So this is what football has come to, a vehicle for personal ambition, beset by the self-inflicted wounds of gross mismanagement, hostage to television money and purchasing power. It is a parable of collective insanity that has a blood relative in practically every Premiership location.

Earlier this week, the England coach Sven Goran Eriksson was pictured entering Abramovich's London residence in the company of Pini Zahavi, who brokered the deal with Chelsea. A blurred, hastily taken snap emphasised that Eriksson doesn't begin to understand the meaning of discretion. The probability is that Abramovich wanted Eriksson's advice - in itself a potentially embarrassing involvement in the targeting of English Premiership players but speculation was inevitable, leading to a statement by Eriksson reaffirming his loyalty to the Football Association.
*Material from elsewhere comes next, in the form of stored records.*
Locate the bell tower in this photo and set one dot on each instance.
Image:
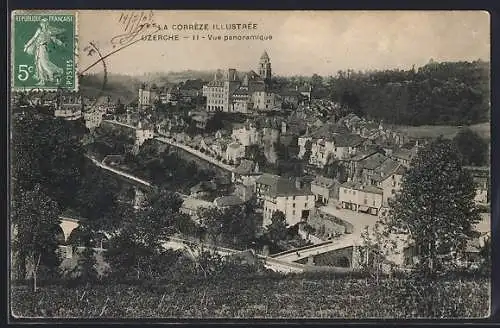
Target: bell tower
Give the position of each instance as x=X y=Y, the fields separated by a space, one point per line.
x=265 y=66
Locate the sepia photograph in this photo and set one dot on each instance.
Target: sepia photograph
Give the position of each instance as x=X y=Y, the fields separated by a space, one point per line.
x=190 y=164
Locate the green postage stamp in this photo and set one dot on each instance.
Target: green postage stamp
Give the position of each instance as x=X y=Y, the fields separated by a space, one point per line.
x=44 y=51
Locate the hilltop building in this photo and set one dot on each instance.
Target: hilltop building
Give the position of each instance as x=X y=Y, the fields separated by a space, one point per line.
x=228 y=92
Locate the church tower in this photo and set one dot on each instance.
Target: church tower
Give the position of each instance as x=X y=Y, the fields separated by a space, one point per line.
x=265 y=66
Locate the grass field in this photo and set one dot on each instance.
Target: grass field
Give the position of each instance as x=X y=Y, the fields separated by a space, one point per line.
x=448 y=131
x=264 y=297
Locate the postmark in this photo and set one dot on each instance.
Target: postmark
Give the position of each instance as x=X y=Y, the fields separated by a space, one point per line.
x=43 y=51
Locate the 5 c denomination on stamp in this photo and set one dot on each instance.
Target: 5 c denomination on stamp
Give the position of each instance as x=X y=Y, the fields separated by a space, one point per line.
x=44 y=51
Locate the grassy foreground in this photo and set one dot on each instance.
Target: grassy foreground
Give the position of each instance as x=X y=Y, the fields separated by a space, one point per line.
x=262 y=297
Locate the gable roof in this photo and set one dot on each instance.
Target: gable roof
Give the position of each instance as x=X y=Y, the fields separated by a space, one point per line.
x=323 y=181
x=403 y=153
x=363 y=188
x=347 y=140
x=246 y=167
x=267 y=179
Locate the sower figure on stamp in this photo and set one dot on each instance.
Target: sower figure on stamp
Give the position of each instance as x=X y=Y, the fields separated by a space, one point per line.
x=45 y=70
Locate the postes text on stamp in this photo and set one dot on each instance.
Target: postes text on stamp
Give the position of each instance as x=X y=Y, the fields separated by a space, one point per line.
x=43 y=51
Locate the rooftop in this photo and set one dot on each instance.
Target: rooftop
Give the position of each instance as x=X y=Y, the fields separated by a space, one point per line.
x=286 y=187
x=323 y=181
x=347 y=140
x=230 y=200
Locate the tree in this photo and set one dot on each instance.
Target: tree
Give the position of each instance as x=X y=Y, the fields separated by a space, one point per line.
x=472 y=147
x=277 y=229
x=435 y=206
x=235 y=225
x=35 y=219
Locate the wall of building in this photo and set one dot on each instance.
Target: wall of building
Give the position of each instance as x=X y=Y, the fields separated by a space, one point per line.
x=391 y=186
x=291 y=206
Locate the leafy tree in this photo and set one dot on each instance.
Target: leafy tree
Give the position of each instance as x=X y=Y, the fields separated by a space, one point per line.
x=35 y=219
x=472 y=147
x=316 y=81
x=96 y=200
x=277 y=229
x=435 y=206
x=235 y=225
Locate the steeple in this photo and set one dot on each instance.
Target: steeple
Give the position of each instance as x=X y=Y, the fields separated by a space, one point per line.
x=265 y=66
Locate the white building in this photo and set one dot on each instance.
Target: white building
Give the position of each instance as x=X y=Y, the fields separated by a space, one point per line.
x=147 y=96
x=247 y=135
x=143 y=133
x=235 y=151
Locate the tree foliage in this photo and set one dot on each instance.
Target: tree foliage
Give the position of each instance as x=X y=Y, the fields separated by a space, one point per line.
x=436 y=206
x=35 y=219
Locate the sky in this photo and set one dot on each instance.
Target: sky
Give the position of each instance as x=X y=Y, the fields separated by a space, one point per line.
x=303 y=42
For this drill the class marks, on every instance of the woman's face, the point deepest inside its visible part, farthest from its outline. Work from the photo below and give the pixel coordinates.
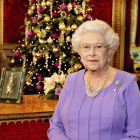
(93, 51)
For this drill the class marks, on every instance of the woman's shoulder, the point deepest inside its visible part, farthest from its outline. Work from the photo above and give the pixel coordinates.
(76, 74)
(126, 76)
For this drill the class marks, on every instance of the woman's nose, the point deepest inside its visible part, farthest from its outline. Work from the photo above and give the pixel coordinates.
(92, 51)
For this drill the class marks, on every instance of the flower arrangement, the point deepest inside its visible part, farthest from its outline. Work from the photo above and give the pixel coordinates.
(53, 85)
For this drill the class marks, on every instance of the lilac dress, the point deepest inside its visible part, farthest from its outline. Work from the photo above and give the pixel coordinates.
(108, 116)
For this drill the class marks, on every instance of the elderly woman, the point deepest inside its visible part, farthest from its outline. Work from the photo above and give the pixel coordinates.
(99, 102)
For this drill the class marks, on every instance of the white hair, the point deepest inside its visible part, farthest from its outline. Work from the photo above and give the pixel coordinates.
(111, 38)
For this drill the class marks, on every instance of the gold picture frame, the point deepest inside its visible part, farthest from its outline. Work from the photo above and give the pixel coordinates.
(12, 81)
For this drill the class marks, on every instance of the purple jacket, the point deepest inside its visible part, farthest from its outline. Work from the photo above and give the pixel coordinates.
(108, 116)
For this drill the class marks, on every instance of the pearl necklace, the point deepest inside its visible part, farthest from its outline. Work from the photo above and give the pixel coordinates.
(98, 90)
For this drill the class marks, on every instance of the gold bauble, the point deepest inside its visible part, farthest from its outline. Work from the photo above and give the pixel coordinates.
(43, 4)
(89, 9)
(48, 3)
(80, 18)
(48, 28)
(50, 40)
(47, 18)
(30, 12)
(68, 39)
(62, 26)
(74, 27)
(42, 41)
(36, 30)
(86, 0)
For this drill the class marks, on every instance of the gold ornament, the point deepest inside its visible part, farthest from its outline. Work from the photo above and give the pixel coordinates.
(42, 41)
(89, 9)
(74, 26)
(36, 30)
(30, 12)
(50, 40)
(47, 18)
(62, 26)
(80, 18)
(55, 50)
(86, 0)
(48, 3)
(69, 7)
(43, 4)
(48, 28)
(68, 39)
(33, 7)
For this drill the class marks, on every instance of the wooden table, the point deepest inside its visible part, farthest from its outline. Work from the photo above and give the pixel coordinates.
(32, 107)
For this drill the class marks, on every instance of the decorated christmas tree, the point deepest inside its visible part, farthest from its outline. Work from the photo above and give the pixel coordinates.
(46, 47)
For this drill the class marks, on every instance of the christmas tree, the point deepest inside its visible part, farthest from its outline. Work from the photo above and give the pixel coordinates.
(46, 47)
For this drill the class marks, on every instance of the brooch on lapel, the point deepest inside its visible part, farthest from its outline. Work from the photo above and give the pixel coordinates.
(117, 83)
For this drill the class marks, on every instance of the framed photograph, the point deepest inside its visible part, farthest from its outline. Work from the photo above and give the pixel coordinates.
(12, 81)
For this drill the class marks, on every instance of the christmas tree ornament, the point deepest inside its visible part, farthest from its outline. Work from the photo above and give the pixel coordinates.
(63, 7)
(56, 64)
(38, 55)
(43, 33)
(74, 4)
(33, 7)
(54, 14)
(74, 27)
(89, 9)
(28, 22)
(12, 60)
(68, 39)
(30, 12)
(39, 34)
(39, 87)
(30, 33)
(36, 30)
(42, 41)
(43, 4)
(69, 7)
(35, 20)
(55, 50)
(47, 18)
(86, 0)
(68, 30)
(80, 18)
(48, 28)
(89, 17)
(50, 40)
(39, 78)
(70, 70)
(71, 62)
(17, 54)
(62, 26)
(55, 35)
(40, 10)
(78, 9)
(48, 3)
(76, 67)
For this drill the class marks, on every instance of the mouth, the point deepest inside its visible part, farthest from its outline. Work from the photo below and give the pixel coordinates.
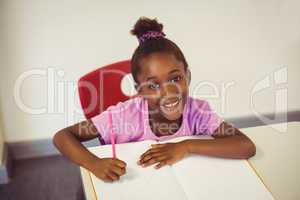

Since this is not the first time that Eriksson has raised questions about his future, and he is said to miss the daily involvement of club football, it's no wonder that many suspect he won't be on the FA payroll after next year's European Championship finals, assuming that England qualify.

Neither is it any wonder that football supporters generally are growing more and more confused. Bombarded with games on television, they have become sophisticated to the point where they can distinguish between a good game and a bad game. If fans didn't switch on every time there's a TV game, or if they switched off midway through every bad game, TV ratings would plummet. A dialogue of whether the game has peaked would begin. Advertisers and sponsors would desert the sinking ship. The financial structure of football, built on the foundation of television revenue, would crumble. Players forced to take savage salary cuts - it's already happening - would quit.

It's a shocking proposal to put to Abramovich. What do they think he's bought into the game for - sport?